C’est d’ailleurs le message qu’a fait passer l’ambassadeur des Etats-Unis, Tulinabo Mushingi. Après avoir salué les étapes d’ores et déjà franchies, il a précisé : « Nous, nous attendons d’ici janvier pour voir effectivement ce qu’ils vont décider […] Il faut qu’on commence à parler des élections dans le discours public. Je dois le dire et je vais le répéter aussi, vous savez, la patience de la communauté internationale, c’est comme pour le peuple. Pour le moment, ça va et on souhaite que cela continue […] Mais il faut qu’on voie du progrès à l’approche de l’année 2015 »*. Tulinabo Mushingi (il est originaire de l’Est de la RDC) est bien placé pour alerter les responsables politiques burkinabè sur le temps qui passe. Dès sa nomination, il avait entrepris de parcourir 34 localités dans les treize régions du Burkina Faso, avait rencontré les leaders de l’opposition et dit ce qu’il avait à dire : « Une démocratie est renforcée quand le gouvernement respecte la Constitution ». Alain-Edouard Traoré, ministre de la Communication, Porte-parole du gouvernement, avait répliqué : « Le peuple burkinabè est souverain, c’est lui qui décide », tandis que Blaise Compaoré, depuis Washington, avait affirmé quelques semaines plus tard : « Il n’y a pas d’institutions fortes, sans hommes forts… ». De ces « coups de menton », il ne reste plus rien aujourd’hui, le peuple ayant « décidé » de renvoyer les « hommes forts » à leur salle de gym !
L’ambassadeur de France, Gilles Thibault, est tout autant dans l’attente du concret : « Que la transition conduise à l’organisation d’élections libres et transparentes dans les délais fixés »*. La chute de Compaoré avait pourtant été saluée avec lyrisme par Thibault qui évoquait « le courage du peuple burkinabè pour son combat au service de la liberté et de la démocratie » évoquant une « victoire » qui « est la sienne », son « admiration face à la détermination de la jeunesse, des organisations de la société civile et de l’ex-opposition politique » et relevant « le professionnalisme et le sens des responsabilités des forces armées et de sécurité »**.

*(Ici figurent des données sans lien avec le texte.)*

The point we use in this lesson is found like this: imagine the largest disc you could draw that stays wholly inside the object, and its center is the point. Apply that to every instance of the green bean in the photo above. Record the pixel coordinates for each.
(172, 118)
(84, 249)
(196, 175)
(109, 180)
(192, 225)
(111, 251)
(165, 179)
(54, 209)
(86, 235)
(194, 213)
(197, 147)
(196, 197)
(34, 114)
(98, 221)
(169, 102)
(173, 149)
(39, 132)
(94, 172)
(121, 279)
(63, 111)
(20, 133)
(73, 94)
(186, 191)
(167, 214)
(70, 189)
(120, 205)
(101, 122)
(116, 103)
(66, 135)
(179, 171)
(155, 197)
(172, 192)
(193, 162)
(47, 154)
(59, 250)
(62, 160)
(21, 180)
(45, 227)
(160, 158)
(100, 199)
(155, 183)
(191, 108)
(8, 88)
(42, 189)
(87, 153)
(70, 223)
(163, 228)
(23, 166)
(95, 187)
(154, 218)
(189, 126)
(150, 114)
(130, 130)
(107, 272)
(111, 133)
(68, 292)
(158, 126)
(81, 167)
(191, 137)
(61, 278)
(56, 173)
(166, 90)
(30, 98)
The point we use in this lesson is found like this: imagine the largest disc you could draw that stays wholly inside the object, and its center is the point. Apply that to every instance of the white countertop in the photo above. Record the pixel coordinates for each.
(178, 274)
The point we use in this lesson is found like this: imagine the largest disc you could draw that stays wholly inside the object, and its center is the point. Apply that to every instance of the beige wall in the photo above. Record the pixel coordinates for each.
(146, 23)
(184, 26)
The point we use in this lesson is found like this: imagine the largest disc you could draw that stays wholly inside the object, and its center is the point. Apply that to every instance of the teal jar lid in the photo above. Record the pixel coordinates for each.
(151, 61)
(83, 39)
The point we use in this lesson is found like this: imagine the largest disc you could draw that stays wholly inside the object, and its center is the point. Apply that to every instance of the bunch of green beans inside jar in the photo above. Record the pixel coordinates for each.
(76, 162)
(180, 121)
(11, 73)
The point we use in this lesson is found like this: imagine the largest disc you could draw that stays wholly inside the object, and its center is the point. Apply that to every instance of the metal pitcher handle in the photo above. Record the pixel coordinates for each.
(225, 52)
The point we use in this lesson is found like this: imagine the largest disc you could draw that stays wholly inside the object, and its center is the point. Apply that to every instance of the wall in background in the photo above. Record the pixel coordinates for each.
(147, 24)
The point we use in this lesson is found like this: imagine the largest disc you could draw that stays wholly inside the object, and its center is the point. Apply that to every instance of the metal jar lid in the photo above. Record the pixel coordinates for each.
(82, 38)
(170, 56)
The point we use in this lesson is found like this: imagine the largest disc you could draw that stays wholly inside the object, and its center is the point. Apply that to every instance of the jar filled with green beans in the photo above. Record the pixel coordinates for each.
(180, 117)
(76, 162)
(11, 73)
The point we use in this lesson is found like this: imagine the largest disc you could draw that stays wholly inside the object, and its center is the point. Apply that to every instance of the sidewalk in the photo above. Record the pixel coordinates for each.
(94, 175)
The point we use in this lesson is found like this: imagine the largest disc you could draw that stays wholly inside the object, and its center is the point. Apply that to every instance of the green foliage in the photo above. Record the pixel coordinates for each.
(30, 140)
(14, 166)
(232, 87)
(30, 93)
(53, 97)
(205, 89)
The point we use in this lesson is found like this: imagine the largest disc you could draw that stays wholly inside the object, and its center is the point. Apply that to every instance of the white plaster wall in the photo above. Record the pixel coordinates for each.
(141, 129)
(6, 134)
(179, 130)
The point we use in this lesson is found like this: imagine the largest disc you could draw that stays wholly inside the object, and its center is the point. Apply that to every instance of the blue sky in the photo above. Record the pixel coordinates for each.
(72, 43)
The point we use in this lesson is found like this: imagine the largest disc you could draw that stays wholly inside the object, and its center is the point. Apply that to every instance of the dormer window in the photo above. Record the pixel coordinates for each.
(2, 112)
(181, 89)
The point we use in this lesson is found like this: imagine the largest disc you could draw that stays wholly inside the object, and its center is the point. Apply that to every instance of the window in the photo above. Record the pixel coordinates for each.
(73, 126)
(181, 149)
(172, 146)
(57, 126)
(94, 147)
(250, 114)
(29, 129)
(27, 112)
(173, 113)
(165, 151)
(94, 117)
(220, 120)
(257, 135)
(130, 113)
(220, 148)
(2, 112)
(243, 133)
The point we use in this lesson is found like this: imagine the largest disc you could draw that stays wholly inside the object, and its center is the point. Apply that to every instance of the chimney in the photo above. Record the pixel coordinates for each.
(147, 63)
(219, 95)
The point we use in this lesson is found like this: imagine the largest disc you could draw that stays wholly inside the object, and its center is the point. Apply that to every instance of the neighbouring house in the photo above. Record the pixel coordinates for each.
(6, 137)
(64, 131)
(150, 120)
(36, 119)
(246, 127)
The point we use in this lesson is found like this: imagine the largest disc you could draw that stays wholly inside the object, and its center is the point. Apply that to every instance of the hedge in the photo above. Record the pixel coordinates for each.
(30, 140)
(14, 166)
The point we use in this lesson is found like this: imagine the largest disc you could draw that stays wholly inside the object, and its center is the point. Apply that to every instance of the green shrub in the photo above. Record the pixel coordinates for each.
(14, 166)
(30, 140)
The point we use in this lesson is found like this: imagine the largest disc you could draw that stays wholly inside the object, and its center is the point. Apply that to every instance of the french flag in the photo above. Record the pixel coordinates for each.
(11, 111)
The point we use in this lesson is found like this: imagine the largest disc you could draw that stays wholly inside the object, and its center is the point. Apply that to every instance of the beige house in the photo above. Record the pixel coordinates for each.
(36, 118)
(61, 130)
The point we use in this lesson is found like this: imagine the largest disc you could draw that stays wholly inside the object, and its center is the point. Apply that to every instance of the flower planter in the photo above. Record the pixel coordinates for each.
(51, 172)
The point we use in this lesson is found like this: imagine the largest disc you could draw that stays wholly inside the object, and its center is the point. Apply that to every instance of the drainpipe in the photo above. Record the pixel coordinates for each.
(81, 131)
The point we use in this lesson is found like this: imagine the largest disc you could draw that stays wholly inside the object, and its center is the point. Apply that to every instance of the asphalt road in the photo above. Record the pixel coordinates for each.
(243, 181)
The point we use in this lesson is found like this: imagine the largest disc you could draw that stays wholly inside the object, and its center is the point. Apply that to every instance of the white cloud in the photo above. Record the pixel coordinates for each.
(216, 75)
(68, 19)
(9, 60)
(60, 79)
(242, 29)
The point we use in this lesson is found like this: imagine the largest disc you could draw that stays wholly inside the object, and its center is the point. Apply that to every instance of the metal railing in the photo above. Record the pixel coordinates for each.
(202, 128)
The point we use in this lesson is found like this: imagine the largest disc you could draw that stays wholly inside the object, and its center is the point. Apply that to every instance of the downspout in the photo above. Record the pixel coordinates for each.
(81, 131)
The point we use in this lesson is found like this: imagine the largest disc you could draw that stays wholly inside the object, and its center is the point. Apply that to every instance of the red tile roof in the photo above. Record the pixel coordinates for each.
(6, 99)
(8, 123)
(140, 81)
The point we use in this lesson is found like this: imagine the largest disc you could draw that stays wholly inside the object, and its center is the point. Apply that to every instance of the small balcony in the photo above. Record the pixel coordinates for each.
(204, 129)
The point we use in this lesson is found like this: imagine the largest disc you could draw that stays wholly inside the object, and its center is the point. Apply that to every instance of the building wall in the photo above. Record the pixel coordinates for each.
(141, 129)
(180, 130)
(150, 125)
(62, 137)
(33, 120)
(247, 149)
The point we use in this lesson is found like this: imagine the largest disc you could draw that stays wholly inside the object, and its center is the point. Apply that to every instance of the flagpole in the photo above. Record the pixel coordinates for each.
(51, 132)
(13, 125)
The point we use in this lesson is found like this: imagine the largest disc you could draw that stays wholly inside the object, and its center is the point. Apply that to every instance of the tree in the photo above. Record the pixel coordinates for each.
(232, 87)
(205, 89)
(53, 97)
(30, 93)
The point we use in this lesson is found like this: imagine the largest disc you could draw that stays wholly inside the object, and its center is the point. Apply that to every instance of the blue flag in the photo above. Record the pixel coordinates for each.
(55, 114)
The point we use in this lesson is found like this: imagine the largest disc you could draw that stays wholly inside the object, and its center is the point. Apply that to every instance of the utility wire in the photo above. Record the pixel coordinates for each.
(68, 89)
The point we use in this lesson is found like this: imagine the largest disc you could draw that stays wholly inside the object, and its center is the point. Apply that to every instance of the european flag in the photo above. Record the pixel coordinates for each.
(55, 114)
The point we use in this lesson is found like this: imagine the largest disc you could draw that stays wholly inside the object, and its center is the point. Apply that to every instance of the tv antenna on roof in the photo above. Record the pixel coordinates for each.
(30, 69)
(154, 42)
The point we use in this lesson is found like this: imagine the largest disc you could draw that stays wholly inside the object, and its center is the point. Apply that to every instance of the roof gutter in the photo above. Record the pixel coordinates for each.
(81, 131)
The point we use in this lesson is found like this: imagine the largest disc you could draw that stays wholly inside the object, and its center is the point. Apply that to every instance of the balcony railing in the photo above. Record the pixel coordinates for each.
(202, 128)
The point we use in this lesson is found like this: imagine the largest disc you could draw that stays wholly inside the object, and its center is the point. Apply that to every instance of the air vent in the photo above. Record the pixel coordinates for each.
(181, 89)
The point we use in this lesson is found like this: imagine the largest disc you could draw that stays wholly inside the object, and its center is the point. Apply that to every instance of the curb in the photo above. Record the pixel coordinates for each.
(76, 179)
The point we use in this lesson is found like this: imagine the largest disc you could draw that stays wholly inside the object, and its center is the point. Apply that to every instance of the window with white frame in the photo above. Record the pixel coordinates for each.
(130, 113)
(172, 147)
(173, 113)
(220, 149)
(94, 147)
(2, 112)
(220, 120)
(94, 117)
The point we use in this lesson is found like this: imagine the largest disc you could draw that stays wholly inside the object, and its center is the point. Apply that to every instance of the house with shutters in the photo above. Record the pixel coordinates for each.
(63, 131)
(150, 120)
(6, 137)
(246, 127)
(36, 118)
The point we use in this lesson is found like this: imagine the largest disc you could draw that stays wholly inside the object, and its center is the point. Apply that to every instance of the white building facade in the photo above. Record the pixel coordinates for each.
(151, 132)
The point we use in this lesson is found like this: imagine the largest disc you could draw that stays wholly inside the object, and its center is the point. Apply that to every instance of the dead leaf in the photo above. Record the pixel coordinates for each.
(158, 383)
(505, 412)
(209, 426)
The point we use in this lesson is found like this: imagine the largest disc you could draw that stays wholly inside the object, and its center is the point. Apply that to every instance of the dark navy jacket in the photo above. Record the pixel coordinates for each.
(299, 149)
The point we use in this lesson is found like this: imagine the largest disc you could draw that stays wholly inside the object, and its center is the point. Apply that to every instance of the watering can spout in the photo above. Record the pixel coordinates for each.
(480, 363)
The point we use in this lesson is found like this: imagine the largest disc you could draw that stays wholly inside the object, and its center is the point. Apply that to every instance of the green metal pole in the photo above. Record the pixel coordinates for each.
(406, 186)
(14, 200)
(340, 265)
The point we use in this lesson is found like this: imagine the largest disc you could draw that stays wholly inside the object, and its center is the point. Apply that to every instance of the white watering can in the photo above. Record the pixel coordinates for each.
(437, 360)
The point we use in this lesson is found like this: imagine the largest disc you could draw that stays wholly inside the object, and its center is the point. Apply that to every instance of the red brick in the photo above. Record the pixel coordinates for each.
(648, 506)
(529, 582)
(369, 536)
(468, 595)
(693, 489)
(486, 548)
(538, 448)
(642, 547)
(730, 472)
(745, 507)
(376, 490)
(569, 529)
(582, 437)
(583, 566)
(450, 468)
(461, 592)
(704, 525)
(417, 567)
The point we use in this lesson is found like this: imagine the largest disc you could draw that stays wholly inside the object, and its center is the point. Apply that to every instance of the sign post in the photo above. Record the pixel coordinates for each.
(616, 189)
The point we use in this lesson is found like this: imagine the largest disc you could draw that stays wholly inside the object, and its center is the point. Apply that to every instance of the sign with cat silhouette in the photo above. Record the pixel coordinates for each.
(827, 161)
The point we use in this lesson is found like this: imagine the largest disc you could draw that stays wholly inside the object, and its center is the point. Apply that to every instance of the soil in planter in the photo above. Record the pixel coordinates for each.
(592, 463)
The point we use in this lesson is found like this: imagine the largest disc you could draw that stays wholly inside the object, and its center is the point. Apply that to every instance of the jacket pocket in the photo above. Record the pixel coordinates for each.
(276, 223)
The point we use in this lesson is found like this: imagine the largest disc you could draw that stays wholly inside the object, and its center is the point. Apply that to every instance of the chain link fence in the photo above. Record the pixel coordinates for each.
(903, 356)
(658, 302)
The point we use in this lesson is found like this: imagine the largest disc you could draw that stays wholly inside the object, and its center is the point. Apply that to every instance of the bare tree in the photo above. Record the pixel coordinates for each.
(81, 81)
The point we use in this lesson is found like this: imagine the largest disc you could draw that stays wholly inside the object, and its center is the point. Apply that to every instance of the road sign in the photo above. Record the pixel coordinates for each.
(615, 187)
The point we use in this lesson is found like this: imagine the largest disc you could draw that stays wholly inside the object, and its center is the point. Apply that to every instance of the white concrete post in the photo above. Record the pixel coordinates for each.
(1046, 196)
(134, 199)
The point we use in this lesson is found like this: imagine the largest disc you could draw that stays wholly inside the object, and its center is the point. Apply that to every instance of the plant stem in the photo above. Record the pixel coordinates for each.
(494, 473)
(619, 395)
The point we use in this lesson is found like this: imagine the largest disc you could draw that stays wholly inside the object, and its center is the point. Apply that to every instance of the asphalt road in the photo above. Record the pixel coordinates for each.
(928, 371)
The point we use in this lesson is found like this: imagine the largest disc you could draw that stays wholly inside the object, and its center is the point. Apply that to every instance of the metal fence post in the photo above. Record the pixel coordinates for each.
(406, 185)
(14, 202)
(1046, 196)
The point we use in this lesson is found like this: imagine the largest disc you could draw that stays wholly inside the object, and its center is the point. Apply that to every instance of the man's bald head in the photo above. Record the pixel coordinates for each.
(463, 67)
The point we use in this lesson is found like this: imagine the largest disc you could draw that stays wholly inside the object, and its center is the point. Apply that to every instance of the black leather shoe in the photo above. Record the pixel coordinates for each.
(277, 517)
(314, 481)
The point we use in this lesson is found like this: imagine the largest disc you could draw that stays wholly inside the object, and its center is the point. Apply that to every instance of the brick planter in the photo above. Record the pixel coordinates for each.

Le départ de Compaoré, dans les conditions où cela s’est fait, a donné satisfaction à Paris : vite fait bien fait et les Français installés là-bas n’ont pas subi d’outrages. François Hollande, lors du sommet de la Francophonie de Dakar, le week-end dernier, a martelé avec insistance sa satisfaction. Mais la « transition » ne peut pas être, vue de Paris, la « révolution ». Thibault l’a dit : la transition doit conduire « à l’organisation d’élections libres et transparentes dans les délais fixés ». Le reste, tout le reste, n’est que bavardage et perte de temps. Et ce n’est pas en douze mois (il n’en reste que onze et, compte tenu des fêtes de fin d’année, autant dire dix seulement !) que le Burkina Faso va changer de physionomie.
Or, depuis L’Elysée et le Quai d’Orsay, l’impression domine que le vent du changement souffle parfois en tempête et qu’à vouloir tout changer on risque fort de ne rien changer, hormis la tête des uns et des autres. Sauf bien sûr que L’Elysée se trouve rue du Faubourg Saint-Honoré et pas à Kosyam et que la population burkinabè ne veut plus, désormais, l’alternance pour l’alternance mais l’alternance pour le changement en profondeur : faire tomber Blaise était une chose ; mais pas question, dès lors, de « supporter l’insupportable et d’accepter l’inacceptable ». Kafando et Zida doivent gérer cette exigence de radicalité, parfois même à leur corps défendant.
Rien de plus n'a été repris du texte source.